Sadrakh, Mesakh dan Abednego dapat disebut sebagai Pemenang yang berkarakter “lebih dari pemenang”, bukan karena tetap hidup setelah keluar dari perapian yang menyala-nyala, namun karena perbuatan iman mereka untuk tetap percaya kepada Allah. Mungkin saudara sedang mengalami penderitaan sebagai seorang percaya saat ini: mengalami ketidak-adilan dalam berbagai keputusan pihak2 tertentu hanya karena saudara seorang Kristen; saudara sulit mendapatkan promosi untuk posisi tertentu karena anda pengikut Kristus; saudara mengalami sakit menahun yang sebenarnya bisa disembuhkan jika anda mau mampir kepadepokan paranormal yang terjamin kesaktiannya dsbnya. Saudara bisa keluar dari persoalan itu dengan mudah melalui banyak jalan pintas, dan akhirnya saudara menjadi “pemenang” atas penderitaan-penderitaan itu. Tapi sayang, saudara telah terpisahkan dari Kasih Kristus oleh penderitaan-penderitaan itu yang justru menurut saudara penderitaan-penderitaan itu telah anda kalahkan dan berlalu.
Kita percaya bahwa semua musuh-musuh iman kita, termasuk segala penderitaan hidup, sakit penyakit, ketidakadilan, kuasa-kuasa setan, kelaliman dan sebagainnya telah dikalahkan oleh Kuasa Kebangkitan Yesus Kristus (paskah).

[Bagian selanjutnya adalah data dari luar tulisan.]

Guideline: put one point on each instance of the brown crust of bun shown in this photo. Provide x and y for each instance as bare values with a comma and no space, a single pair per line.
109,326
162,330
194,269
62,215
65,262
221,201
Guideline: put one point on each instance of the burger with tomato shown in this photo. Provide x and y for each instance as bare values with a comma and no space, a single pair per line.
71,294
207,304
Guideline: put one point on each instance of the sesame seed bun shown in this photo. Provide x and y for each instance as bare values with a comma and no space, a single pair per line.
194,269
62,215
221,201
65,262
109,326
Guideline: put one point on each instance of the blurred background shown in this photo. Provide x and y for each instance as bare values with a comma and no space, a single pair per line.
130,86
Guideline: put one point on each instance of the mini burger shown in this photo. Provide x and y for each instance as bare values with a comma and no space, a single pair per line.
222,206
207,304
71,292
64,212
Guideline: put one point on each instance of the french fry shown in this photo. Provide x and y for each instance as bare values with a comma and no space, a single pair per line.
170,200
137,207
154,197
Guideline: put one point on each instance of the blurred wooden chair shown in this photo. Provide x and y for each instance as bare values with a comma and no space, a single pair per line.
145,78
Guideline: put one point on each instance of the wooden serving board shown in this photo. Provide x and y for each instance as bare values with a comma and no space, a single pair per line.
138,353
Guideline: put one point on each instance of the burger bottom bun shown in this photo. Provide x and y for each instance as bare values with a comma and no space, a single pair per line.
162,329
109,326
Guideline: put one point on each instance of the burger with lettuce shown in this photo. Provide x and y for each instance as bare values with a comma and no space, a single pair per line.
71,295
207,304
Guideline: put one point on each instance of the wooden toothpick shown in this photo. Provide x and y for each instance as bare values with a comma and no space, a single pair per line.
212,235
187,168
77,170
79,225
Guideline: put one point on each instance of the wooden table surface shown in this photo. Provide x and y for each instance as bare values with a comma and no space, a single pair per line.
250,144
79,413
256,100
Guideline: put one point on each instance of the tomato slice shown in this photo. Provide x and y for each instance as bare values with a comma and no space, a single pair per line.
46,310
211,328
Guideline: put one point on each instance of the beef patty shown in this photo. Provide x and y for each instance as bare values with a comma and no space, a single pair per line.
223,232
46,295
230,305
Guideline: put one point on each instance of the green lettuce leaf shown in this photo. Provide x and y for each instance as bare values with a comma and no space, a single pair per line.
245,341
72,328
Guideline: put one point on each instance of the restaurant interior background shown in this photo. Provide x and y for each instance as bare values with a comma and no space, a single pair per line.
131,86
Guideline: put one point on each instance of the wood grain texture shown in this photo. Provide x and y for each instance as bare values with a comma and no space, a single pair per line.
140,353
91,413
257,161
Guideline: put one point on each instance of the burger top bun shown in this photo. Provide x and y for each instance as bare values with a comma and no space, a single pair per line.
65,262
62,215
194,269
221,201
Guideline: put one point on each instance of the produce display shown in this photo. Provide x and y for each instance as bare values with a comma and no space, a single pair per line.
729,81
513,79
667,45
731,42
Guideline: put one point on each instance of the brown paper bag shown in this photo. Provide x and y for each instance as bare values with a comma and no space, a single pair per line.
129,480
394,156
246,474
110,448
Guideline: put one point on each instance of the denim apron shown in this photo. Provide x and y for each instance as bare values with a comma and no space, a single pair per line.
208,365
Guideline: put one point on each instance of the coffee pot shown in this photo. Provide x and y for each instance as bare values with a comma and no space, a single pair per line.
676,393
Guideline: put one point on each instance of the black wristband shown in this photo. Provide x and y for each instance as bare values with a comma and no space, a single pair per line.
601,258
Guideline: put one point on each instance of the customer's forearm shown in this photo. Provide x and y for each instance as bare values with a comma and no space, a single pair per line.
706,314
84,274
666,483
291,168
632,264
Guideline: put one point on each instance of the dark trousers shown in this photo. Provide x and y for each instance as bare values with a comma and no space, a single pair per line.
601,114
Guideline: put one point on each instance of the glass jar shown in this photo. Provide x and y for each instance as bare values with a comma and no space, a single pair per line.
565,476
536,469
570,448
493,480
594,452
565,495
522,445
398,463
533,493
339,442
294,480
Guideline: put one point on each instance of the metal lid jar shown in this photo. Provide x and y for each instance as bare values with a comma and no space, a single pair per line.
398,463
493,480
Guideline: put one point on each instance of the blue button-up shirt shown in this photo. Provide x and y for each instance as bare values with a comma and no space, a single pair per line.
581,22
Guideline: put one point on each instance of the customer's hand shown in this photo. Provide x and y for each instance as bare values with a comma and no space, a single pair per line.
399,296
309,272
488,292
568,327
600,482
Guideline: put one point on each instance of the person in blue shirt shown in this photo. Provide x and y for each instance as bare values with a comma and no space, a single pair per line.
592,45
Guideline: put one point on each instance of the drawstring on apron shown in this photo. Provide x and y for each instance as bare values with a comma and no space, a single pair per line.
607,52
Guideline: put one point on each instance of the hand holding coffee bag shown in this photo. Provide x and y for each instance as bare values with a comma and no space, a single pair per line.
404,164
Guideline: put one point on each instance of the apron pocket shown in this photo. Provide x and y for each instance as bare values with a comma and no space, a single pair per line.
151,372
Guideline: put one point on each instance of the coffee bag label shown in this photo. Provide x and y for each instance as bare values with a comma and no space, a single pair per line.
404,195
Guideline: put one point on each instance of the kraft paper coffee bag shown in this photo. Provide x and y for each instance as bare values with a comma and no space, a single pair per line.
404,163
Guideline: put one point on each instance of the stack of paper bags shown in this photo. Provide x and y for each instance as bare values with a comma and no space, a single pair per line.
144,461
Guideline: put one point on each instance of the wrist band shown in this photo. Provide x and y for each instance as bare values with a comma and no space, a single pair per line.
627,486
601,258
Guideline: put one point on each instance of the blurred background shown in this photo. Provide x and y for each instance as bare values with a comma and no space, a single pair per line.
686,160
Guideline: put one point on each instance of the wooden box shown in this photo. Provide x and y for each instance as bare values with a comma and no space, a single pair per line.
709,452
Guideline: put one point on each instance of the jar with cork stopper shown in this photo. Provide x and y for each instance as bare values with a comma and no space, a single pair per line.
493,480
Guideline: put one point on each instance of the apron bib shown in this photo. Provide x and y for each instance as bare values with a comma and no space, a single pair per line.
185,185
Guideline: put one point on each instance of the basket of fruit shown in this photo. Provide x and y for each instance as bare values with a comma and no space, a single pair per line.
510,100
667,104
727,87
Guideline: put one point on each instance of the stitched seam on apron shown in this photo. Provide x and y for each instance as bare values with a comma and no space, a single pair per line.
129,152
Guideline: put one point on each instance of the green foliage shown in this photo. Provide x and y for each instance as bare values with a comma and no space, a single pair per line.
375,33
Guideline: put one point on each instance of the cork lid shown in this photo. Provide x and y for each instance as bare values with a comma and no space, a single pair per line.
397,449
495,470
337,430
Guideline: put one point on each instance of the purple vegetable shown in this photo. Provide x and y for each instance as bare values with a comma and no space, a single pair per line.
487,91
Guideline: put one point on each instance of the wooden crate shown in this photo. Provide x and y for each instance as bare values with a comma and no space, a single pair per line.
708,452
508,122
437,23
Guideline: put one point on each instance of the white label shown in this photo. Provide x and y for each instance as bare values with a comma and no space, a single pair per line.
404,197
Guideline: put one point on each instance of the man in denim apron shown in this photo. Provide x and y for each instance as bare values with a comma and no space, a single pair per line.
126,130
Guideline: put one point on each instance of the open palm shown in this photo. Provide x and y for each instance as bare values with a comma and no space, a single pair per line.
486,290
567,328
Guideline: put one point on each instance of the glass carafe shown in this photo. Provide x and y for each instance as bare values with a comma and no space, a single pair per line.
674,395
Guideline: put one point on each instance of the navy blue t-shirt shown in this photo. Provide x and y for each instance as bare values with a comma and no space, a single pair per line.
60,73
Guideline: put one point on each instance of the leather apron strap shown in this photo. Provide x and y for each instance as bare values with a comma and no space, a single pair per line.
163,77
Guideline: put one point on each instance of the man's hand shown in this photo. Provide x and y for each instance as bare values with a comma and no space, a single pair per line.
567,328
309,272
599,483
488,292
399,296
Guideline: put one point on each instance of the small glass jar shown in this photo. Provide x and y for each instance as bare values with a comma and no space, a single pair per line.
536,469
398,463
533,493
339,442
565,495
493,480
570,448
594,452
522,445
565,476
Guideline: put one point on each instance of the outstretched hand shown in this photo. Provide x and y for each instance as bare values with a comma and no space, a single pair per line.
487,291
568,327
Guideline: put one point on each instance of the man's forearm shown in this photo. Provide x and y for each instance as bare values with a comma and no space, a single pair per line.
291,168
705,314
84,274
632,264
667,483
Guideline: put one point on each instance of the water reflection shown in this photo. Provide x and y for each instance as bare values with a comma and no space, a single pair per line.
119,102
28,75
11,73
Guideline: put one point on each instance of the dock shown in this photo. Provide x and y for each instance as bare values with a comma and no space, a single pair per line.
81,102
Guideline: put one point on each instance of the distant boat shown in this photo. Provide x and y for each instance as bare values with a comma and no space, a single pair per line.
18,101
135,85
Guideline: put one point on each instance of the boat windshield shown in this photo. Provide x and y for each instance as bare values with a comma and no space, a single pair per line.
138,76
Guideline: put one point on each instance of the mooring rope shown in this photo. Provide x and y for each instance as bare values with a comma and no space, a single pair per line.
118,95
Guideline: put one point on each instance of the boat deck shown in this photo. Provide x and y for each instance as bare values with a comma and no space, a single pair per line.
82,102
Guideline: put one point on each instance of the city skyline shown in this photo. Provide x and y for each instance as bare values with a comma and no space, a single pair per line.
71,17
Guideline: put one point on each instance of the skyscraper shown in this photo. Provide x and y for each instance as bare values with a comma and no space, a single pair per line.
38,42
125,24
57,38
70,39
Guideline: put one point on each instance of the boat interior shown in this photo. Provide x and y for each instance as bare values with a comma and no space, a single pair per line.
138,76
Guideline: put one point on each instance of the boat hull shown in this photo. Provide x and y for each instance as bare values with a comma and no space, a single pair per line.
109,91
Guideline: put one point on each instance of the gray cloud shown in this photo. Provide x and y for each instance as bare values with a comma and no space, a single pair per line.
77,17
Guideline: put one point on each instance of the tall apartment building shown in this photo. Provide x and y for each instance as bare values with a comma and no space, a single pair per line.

Ini memberi implikasi bahwa Allah dalam Yesus Kristus sanggup melepaskan kita dari segala bentuk penderitaan hidup dan menjadikan kita sebagai pemenang sebab Paskah telah mengalahkan semua ancaman itu. Kita diajak untuk menyerahkan diri kepada Allah dan membiarkan Ia bertidak. Penyerahan diri secara total kepada Tuhan Yesus adalah yang Ia inginkan dari umatNya. Dalam keadaan yang kelihatannya tidak terkendali sekalipun, saya percaya bahwa Ia sanggup menyelamatkan hidupku- tetapi seandainya tidak, dan pergumulan itu tetap ada, maka saya tidak akan melakukan sesuatu yang dapat memisahkanku dari Kasih Kristus. Itulah seorang pemenang yang berkarakter “lebih dari pemenang”.
D. Penutup
Melalui Paskah, Kristus telah membuktikan bahwa Ia telah mengalahkan berbagai penghalang yang akan memisahkan kita dari KasihNya. Hal ini menjadikan kita sebagai pribadi yang “lebih dari pemenang”. Menjadi “lebih dari pemenang” bukan soal siapa/apa yang kita kalahkan, melainkan bagaimana cara saudara dan saya berproses menjalani semua tantangan hidup ini dengan tidak mengijinkan iblis memanfaatkannya untuk memisahkan saudara dari Kasih Kristus. Kendatipun penderitaan hidup belum selesai kita tahu bahwa kita telah menang atasnya bahkan menjadi “lebih dari pemenang” melalui penyerahan diri dan ketaatan kepada Allah. Selamat Paskah, Kristus telah menang! Ia telah bangkit. Haleluya.